Her hafta gelen birkaç yüz manüskri, kimsenin adını duymadığı insanların hatıratları, hava durumu raporlarıyla başlayan ve ilk iki sayfasında otuz karakter tanıtan romanlar, birinin büyükannesinden kalmış okunamayan devasa şiir koleksiyonları gibi o da biz istemeden geldi.

Bunların hepsi, onlara bakıp standart ret mektubumuzu ekleyerek geri gönderen eleyiciler için bir yığına gider.

Aslında sadece bir eleyici var. Adı Myra Crispee. Bir yeşil, bir mavi gözü var; bir de bu manüskri yığınını aşma becerisi. Rasgele ihtimallerden birini seçer ve geri kalanından kurtulur. Her gün. İşimi seviyorum, diyor. Nedenini sorduğumda, ona iyi para verdiğim için olduğunu söylüyor.

Tempus Yayıncılık büyük bir firma değil, ama biz memnunuz. Uzmanlaşmıyoruz. Tempus para kazandıracak gibi görünen her şeyi yayımlayacaktır. Ama gördüğümüz manüskrilerin çoğu Random House, HarperCollins ve diğer büyük şirketleri çoktan dolaşmıştır. Bazıları bir yazar ajanından gelir, ama bu durum onlara davranışımızı etkilemez. Yazarı tanımıyorsak, hepsi yığına gider.
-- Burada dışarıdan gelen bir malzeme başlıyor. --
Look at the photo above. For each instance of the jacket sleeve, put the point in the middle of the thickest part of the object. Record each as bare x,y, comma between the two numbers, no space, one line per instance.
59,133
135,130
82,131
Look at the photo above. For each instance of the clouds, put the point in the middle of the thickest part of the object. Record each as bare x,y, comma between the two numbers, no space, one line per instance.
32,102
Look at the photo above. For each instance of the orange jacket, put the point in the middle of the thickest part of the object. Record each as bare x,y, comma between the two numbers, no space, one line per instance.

Bazen şanslıyızdır. Geçen yıl son derece başarılı birkaç kişisel gelişim kitabı yayımladık, bir de Nuh’un gemisi hakkında beklenmedik çoksatar olan bir roman.
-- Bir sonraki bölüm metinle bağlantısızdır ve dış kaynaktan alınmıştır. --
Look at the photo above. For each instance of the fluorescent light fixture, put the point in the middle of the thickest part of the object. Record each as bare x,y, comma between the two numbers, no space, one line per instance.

Her neyse, dosya geldiği gün hava soğuk ve yağışlıydı. Isıtma sistemi yine bozulmuştu, bu yüzden bir hırkaya sarınmıştım. Büroyu yeni açmış, kahve makinasını çalıştırmıştım ki Myra, elinde şemsiye ve bir manüskriyle içeri girdi. Olağandışıydı bu. Genelde bu şeyleri eve götürmez. “Hey Jerry,” dedi, “galiba bir kazananımız var.”

“Gerçekten mi?”

Gözleri parlıyordu. “Evet. Gece yarısına kadar onunla beraberdim.” Masasına koştu, benim ikinci bir manüskri sandığım ama gönderinin geri kalanı olduğu ortaya çıkan şeyin önüne oturdu.
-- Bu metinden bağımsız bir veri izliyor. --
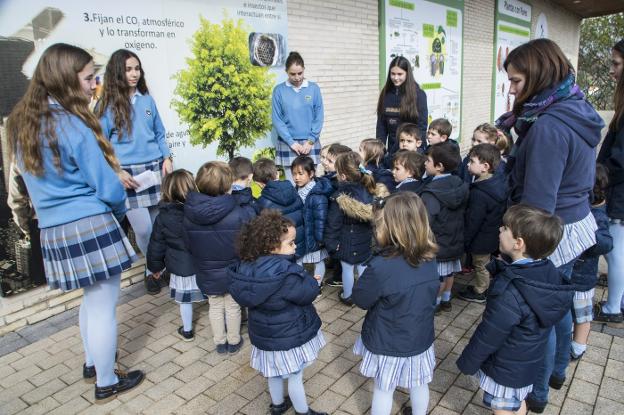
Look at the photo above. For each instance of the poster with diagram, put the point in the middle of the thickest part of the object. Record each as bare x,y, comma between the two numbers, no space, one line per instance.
429,35
513,28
“Tanrım,” dedim, “bin sayfa gibi görünüyor.”

Dosyanın sonuna baktı. “Bin iki yüz on iki. Sadece birkaç bölüm okudum, ama gerisi de gördüğüm gibiyse–.”

“İyi diyorsun yani?”

“Elimden bırakamadım.” Sihirli sözler. Kolayca vazgeçilemeyen bir şeyi çok az görmüşüzdür. Sayfaları karıştırdı. “İnanılmaz,” dedi. “Kim bu adam?”

“Ne bu?” diye sordum.

“Adam Uzun Savaş diyor. Ortadoğu’daki savaşla ilgili.”

“Hangisi?”

“Kaç tanesinde varız? Bu sabah haberleri görmedim.”

“Yapıldı,” dedim.

“Böylesi yok patron.” Hâlâ sayfaları çeviriyordu.

“Kim yazmış?”

“Patterson diye biri.” Başını salladı. “Edward Patterson. Hiç duydun mu?”

Benim için yabancıydı. “Kapak mektubunda ne diyor?”

Bulmak için bir dakikaya ihtiyacı vardı. “‘Roman ektedir.’”

“Bu kadar mı?”

“Bu kadar.”

Myra’nın yayımlanabilecek potansiyeldeki manüskrileri depolayabileceği bir eleme kutumuz vardı. Ondan vazgeçmiştik, çünkü Myra içine nadiren bir şey koyuyordu. Bu yüzden manüskriyi getirip bir sehpanın üstüne bıraktı. Sonra masasına döndü, yığından bir sonraki gönderiyi aldı, sayfaları çevirmeye başladı. Ama aslında beni beklediğini biliyordum. Uzun Savaş’ı almamı istiyordu. “Eve gitmeden önce bakarım,” dedim.

Sayfaları çevirmeye devam etti, içini çekti ve klavyesine dokundu. Yazıcı yeni bir ret mektubu çıkardı. “Tamam,” dedi Myra.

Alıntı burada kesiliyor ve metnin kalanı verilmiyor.